Another reason to prioritize the cities is that bringing them under control will help get the government running again and make a start at rebuilding the economy. A major national catastrophe or attack would cause huge damage to the USA, but if the cities can be stabilized the country can rebuild a lot more quickly.
Here are the likely priorities:
- Washington, D.C. – Government
- New York City – Largest US population center
- Los Angeles – Second largest population center
- Chicago – Major population center, finance, manufacturing
- Houston – Major population center, oil industry
- Dallas – Population center, oil industry
- Philadelphia – Population center, manufacturing, oil refining
- San Diego – Population center, military
- Phoenix – Population center, food processing
- San Francisco – Tech industries
Small towns aren’t anywhere near as vulnerable as a big city is. Losing the power would be bad, but not disastrous – the infrastructure’s usually simpler and not as automated. The population is less dense, which reduces the risk of disease, and it’s generally easier to get food and water. In a nuclear war small towns are also a lot less likely to be damaged by the strike, unless they’re near a strategic target. They’ll certainly suffer in the aftermath, but nowhere near as badly as the cities will, so in general they’re going to be a much lower priority for rescue efforts.
There are some exceptions to this, of course. Food supplies are going to be very important; millions of refugees from the cities will need to be fed, and the normal distribution networks will have collapsed. Expect areas that grow staples, like wheat and root vegetables, to be a lot higher up the list. Any town with major food-processing industries is also going to be a priority, and so are transport hubs. Unless these places get restored to normal as fast as possible, all other efforts are basically pointless. Even if FEMA saves the survivors from the major cities, they’ll all starve to death when winter hits. So, if you have a big food-canning plant down the road, expect rescue services to be on the scene very soon after the disaster. The government will want to get life back to something near enough normal that people are willing to go back to work.
On the other hand, if you live in a rural area and the big local crops are tobacco, cotton or anything else that can’t be shipped to the cities and eaten, you’re going to be on your own for a while. Part of that is hard-headed realism from the government; your area isn’t critical to rebuilding the nation and there aren’t all that many people in it, so you’re going to have to wait. Then again, another big part of it is sort of a compliment – the government know that people in rural areas won’t need help all that urgently. If you’re already pretty self-reliant you’re better placed to get through a crisis. You probably grow some of your own food, you know how to hunt and you might even have your own water supply and generator; you can take care of yourself for a while and let the feds get on with rescuing the city folk.

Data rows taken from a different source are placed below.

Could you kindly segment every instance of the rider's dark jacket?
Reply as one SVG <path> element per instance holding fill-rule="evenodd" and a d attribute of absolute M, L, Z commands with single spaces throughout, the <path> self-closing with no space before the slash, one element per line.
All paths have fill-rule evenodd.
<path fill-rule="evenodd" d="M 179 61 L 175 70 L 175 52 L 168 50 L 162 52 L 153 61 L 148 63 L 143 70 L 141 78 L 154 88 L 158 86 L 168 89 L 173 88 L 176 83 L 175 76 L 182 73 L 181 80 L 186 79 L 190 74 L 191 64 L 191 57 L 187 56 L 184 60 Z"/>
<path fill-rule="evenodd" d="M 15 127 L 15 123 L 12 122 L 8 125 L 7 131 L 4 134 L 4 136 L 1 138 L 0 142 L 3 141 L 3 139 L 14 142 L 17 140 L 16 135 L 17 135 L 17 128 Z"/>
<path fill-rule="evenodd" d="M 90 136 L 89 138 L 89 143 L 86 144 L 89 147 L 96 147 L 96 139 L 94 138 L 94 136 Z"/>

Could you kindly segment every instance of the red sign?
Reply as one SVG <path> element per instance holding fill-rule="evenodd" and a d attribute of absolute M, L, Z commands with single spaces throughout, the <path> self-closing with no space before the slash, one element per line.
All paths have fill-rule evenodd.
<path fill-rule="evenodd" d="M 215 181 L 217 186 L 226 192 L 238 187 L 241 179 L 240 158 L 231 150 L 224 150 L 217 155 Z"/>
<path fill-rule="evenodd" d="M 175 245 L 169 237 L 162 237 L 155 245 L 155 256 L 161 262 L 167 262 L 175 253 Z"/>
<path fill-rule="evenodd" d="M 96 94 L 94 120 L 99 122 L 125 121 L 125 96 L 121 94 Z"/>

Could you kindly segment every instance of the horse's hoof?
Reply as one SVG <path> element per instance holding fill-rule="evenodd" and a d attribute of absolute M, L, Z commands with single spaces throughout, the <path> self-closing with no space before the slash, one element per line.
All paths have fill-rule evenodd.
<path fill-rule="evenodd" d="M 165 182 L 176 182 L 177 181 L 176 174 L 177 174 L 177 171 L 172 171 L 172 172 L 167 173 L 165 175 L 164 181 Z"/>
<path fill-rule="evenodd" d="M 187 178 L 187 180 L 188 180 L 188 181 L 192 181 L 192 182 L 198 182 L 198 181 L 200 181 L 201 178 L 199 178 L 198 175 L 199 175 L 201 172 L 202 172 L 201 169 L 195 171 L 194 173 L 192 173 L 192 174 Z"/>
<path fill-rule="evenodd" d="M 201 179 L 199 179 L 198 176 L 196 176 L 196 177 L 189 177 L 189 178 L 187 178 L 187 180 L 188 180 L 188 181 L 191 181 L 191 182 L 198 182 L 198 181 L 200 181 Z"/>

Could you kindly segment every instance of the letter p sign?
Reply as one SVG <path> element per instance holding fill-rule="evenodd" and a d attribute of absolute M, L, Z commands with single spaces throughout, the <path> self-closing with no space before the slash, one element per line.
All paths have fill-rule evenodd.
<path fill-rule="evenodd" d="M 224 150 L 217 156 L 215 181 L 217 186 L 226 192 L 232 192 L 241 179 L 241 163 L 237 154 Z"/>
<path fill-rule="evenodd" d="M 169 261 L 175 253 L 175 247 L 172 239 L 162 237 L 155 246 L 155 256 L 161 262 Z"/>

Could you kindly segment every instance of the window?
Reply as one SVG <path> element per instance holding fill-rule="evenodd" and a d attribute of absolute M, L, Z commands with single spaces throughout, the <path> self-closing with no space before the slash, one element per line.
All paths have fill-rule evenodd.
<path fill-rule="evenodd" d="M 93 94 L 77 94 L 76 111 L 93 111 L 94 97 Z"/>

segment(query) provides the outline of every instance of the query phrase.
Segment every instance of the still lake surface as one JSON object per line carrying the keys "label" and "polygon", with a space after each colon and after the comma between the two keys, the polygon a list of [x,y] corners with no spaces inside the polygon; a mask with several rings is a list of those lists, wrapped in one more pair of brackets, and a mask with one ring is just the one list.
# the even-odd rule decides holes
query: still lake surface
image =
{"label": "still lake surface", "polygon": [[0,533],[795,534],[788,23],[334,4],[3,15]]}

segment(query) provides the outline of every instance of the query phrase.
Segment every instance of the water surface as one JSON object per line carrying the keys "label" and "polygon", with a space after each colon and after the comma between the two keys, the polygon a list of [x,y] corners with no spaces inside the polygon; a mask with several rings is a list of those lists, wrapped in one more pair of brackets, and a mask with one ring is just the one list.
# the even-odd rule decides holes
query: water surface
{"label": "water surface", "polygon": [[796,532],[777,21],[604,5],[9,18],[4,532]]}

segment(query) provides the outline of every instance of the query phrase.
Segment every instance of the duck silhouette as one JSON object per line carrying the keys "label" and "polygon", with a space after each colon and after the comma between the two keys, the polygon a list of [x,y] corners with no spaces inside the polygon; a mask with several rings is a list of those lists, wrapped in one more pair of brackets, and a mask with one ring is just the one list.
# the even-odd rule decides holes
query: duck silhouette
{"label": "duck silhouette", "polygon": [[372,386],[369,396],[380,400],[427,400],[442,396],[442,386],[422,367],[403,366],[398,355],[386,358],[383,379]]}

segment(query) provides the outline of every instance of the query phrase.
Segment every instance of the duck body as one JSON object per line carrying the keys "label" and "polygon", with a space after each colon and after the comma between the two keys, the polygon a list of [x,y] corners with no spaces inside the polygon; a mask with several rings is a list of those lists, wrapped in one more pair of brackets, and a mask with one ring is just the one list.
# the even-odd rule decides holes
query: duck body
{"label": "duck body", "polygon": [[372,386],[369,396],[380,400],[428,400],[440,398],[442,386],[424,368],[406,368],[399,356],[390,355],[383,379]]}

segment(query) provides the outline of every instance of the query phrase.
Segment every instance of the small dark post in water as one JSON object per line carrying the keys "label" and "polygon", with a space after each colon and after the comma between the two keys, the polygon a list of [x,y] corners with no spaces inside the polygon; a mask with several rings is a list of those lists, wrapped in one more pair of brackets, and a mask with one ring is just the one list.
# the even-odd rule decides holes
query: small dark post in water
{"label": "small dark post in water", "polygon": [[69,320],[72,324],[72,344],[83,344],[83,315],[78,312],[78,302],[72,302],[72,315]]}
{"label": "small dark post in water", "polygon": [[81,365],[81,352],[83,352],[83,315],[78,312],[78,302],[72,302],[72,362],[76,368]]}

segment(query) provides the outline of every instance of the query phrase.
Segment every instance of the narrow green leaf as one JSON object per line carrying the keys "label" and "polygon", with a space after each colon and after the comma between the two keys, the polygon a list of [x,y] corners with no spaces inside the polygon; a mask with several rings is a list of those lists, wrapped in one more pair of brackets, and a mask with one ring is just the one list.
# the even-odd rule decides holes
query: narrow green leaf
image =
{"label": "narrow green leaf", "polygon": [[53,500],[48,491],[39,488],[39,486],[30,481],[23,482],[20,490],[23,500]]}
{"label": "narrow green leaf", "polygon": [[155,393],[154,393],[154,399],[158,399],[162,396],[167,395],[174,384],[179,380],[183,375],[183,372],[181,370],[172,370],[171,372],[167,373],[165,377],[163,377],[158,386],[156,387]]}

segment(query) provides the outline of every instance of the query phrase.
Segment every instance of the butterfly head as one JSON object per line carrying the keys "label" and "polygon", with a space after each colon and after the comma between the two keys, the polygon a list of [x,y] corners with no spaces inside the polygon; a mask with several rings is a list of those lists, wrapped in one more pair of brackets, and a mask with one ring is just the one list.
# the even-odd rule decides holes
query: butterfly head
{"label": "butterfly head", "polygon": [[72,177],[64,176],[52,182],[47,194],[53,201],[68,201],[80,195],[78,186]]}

The exact details of what’s happened will affect these priorities, but in general they’re pretty reliable: The first targets for federal resources will be the big cities, especially on the coasts, and anywhere that produces vital resources. That will be followed by places that have other important industries, then smaller towns, with rural areas at the back of the line. In other words, the same way the government always sets its priorities.